Pulitzer Prize winning journalist and author Sonia Nazario will speak at 7:30 p.m., Sept. 11, in Fox Hall at Eckerd College. The event is free and open to the public.

Nazario will discuss her best-selling bookEnrique’s Journey and the ongoing refugee crisis along the U.S./Mexico border involving tens of thousands of Central American children fleeing violent drug gangs.

During her appearance at Eckerd, Nazario will be joined by Lourdes Flores, the mother of Enrique, the subject of her book. It will be their first joint public lecture.

Enrique’s Journey is the true story of a Honduran boy who embarks alone on a perilous quest to find his mother, who left him 11 years earlier to find work in the U.S.

Based on the Los Angeles Times series that won two Pulitzer Prizes, the George Polk Award for International Reporting and the Grand Prize of the Robert F. Kennedy Journalism Awards, Enrique’s Journey puts a human face on the debate about immigration in the United States. The book won the 2011 Williams College Book Award Program and has been translated into eight languages. It was the required summer reading selection for all Eckerd freshmen and seniors.

Nazario, who retraced Enrique’s path atop freight trains bound for the U.S., has become an outspoken advocate for Central American children seeking refuge from the violence of drug gangs back home.

She has testified before a Senate committee and has been quoted widely, from the New York Times to National Public Radio to CNN and the Daily Show.

While the refugee crisis has receded from the headlines in recent weeks, it is far from resolved. In a richly reported piece for the New York Times in July, A Refugee Crisis, Not an Immigration Crisis, Nazario made the case for dealing humanely with these undocumented child immigrants.

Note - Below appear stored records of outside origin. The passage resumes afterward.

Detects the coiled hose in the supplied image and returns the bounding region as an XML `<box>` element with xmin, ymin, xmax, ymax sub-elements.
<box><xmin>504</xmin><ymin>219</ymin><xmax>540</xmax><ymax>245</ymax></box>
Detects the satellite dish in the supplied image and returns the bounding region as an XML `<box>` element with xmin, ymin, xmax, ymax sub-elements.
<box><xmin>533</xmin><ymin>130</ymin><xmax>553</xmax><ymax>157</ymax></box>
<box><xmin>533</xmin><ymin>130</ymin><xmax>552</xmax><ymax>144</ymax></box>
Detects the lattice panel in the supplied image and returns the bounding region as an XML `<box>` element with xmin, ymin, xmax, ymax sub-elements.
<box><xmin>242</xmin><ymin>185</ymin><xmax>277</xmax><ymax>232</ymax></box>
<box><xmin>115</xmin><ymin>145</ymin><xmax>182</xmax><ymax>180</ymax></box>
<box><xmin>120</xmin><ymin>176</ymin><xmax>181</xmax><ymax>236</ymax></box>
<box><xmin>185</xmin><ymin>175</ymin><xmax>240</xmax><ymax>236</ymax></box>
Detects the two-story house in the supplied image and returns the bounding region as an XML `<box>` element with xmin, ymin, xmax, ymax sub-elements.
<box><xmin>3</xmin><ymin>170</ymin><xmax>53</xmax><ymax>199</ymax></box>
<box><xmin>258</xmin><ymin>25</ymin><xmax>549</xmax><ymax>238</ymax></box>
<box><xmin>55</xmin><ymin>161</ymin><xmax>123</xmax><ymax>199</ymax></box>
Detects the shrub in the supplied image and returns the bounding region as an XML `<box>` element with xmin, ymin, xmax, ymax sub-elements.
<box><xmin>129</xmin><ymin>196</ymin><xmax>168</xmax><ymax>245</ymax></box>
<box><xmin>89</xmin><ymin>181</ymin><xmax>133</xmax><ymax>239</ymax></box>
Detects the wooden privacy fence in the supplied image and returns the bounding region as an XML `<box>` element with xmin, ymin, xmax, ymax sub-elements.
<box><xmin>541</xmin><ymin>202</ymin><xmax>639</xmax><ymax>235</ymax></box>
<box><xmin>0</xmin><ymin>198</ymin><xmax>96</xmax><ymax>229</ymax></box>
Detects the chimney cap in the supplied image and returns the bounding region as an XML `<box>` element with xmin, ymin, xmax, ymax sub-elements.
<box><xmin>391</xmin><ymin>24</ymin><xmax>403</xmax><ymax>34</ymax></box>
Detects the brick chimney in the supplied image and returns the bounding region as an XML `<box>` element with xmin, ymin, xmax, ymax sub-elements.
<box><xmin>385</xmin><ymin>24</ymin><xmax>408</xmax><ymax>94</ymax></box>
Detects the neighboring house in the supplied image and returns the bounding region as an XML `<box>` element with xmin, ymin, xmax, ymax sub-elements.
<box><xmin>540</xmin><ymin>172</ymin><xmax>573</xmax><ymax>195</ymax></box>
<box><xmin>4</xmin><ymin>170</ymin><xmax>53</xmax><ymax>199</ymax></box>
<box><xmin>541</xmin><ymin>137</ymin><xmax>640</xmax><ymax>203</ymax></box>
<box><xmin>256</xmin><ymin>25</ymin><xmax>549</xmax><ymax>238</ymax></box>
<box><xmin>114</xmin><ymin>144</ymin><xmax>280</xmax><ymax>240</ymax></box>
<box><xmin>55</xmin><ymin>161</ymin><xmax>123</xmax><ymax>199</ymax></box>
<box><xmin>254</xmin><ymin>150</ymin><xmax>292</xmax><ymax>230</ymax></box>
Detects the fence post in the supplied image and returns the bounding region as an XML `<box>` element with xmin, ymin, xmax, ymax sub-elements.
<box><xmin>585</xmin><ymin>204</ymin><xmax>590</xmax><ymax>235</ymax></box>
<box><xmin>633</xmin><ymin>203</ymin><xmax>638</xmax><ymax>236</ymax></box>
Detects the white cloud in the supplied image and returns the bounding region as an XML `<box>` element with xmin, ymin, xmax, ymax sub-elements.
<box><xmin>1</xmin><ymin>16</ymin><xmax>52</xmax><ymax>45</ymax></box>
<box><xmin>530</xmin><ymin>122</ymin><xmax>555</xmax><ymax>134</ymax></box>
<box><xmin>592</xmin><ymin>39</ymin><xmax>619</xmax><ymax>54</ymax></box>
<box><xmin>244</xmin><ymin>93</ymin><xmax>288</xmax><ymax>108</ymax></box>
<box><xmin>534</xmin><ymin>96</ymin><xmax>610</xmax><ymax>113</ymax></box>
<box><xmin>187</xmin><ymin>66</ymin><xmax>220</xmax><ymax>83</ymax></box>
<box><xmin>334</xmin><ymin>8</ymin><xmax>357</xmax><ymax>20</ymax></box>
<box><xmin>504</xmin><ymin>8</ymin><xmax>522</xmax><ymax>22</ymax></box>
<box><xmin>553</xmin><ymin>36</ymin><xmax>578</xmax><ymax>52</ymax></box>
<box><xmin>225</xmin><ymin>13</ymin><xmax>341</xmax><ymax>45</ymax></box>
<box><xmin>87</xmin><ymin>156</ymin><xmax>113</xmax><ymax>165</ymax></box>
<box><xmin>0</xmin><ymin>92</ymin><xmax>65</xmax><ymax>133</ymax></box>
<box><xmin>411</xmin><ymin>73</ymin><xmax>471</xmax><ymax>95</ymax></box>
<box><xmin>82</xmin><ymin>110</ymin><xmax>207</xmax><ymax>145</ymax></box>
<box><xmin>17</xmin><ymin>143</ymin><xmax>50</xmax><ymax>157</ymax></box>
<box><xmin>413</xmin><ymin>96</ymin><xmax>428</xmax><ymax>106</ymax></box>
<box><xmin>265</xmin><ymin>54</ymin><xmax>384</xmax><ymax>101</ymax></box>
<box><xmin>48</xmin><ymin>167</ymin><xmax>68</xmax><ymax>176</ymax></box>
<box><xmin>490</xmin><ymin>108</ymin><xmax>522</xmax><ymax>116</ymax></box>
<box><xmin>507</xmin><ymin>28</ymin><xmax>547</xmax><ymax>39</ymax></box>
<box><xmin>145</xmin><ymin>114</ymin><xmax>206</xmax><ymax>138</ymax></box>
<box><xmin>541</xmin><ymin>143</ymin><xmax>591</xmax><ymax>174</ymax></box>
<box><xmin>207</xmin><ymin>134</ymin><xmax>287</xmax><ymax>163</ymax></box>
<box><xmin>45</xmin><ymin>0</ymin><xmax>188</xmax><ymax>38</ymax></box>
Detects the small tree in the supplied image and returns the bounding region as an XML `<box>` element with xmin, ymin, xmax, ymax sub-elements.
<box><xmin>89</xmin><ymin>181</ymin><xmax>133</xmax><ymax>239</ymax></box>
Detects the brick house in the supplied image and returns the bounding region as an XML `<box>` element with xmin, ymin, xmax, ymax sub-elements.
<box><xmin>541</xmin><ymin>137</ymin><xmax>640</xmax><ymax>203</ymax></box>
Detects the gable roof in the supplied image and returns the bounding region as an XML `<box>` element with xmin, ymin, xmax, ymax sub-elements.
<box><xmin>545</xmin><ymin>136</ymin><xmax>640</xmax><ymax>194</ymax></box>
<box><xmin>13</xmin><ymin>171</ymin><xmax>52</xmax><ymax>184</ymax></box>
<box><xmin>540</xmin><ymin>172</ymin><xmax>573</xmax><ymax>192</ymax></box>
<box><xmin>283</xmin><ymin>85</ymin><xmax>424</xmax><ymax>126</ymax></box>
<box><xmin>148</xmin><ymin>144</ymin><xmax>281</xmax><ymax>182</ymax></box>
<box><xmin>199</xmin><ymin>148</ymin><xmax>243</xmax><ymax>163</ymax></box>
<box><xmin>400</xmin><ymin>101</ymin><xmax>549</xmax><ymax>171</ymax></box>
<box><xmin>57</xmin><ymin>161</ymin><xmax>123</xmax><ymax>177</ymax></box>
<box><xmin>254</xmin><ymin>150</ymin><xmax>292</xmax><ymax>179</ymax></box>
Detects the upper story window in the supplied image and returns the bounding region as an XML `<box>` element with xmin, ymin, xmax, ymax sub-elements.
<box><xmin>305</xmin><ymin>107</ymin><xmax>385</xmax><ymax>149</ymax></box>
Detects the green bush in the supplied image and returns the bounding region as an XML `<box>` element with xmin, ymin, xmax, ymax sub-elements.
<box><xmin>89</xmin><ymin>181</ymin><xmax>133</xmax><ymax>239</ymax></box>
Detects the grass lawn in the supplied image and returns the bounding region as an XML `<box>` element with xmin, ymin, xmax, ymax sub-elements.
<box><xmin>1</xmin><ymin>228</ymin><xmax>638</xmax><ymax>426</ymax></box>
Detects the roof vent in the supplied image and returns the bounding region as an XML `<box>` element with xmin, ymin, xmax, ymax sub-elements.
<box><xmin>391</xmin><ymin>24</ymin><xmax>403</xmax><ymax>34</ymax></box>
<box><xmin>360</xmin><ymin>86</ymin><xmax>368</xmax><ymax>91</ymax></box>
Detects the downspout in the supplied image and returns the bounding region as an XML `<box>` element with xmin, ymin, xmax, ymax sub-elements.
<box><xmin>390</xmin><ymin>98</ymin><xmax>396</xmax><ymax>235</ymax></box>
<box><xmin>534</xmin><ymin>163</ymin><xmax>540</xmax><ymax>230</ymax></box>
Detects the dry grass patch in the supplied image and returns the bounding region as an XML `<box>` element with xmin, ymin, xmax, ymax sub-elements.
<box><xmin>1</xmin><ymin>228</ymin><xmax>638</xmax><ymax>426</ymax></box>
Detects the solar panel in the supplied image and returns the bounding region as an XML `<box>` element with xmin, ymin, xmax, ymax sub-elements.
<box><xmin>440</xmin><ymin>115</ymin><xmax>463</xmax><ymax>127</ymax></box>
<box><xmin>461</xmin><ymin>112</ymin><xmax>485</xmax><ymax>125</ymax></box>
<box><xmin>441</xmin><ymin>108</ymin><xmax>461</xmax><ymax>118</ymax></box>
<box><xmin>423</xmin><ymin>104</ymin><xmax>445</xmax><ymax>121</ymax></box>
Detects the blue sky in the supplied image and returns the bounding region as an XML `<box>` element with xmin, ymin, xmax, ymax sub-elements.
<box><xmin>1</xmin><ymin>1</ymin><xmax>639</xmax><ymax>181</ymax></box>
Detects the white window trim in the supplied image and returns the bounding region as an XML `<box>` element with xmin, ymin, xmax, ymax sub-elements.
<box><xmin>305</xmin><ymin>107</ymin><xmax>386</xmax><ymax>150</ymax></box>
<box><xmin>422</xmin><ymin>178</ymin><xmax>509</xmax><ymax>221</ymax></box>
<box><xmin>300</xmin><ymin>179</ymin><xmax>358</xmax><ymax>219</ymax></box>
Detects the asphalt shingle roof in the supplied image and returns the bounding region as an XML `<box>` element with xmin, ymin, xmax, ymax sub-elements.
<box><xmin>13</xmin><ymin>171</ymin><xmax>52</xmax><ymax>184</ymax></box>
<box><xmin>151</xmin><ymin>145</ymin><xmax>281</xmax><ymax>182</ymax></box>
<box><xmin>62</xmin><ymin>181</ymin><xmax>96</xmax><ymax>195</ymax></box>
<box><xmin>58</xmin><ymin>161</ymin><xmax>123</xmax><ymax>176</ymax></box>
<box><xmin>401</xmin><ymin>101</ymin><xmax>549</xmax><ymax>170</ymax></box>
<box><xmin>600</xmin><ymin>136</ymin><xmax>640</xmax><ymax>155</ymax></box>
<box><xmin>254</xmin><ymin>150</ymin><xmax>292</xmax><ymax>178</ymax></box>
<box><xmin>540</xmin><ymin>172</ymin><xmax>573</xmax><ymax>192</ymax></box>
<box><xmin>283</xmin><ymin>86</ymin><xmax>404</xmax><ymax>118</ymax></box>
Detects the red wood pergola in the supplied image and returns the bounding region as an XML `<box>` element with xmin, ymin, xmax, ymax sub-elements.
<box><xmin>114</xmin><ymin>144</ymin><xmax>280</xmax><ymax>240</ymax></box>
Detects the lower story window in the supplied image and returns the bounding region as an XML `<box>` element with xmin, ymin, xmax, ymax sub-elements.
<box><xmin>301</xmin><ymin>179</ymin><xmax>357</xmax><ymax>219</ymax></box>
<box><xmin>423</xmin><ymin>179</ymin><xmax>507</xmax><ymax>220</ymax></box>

“It would be a disgrace if this wealthy nation turned its back on the 52,000 children who have arrived since October, many of them legitimate refugees,’’ Nazario wrote. “This is not how a great nation treats children.”

Public opinion supports Nazario’s position. “Democrats (80 percent), independents (69 percent) and Republicans (57 percent) favor offering support to unaccompanied children while a process to review their cases gets underway,” the Washington Post reported, based on a survey by the Public Religion Research Institute.

Nazario returned to Honduras this year and was shocked by what she discovered. “I last went to Nueva Suyapa in 2003, to write about another boy, Luis Enrique Motiño Pineda, who had grown up there and left to find his mother in the United States,’’ she wrote in the New York Times. “Children from Central America have been making that journey, often without their parents, for two decades. But lately something has changed, and the predictable flow has turned into an exodus.

“Three years ago, about 6,800 children were detained by United States immigration authorities and placed in federal custody; this year, as many as 90,000 children are expected to be picked up. Around a quarter come from Honduras—more than from anywhere else. Children still leave Honduras to reunite with a parent, or for better educational and economic opportunities. But, as I learned when I returned to Nueva Suyapa…a vast majority of child migrants are fleeing not poverty, but violence. As a result, what the United States is seeing on its borders now is not an immigration crisis. It is a refugee crisis.”

The Sept. 11 appearance by Nazario and Flores kicks off a series of events at Eckerd College focused on immigration issues, titled “Between Worlds: Immigration, Identity and Globalization.” The events include talks by U.S. Rep. David Jolly, the consul to Mexico in Orlando, and Jose Godinez-Samperio, an undocumented immigrant whose legal fight to practice law in Florida led to a change in state law.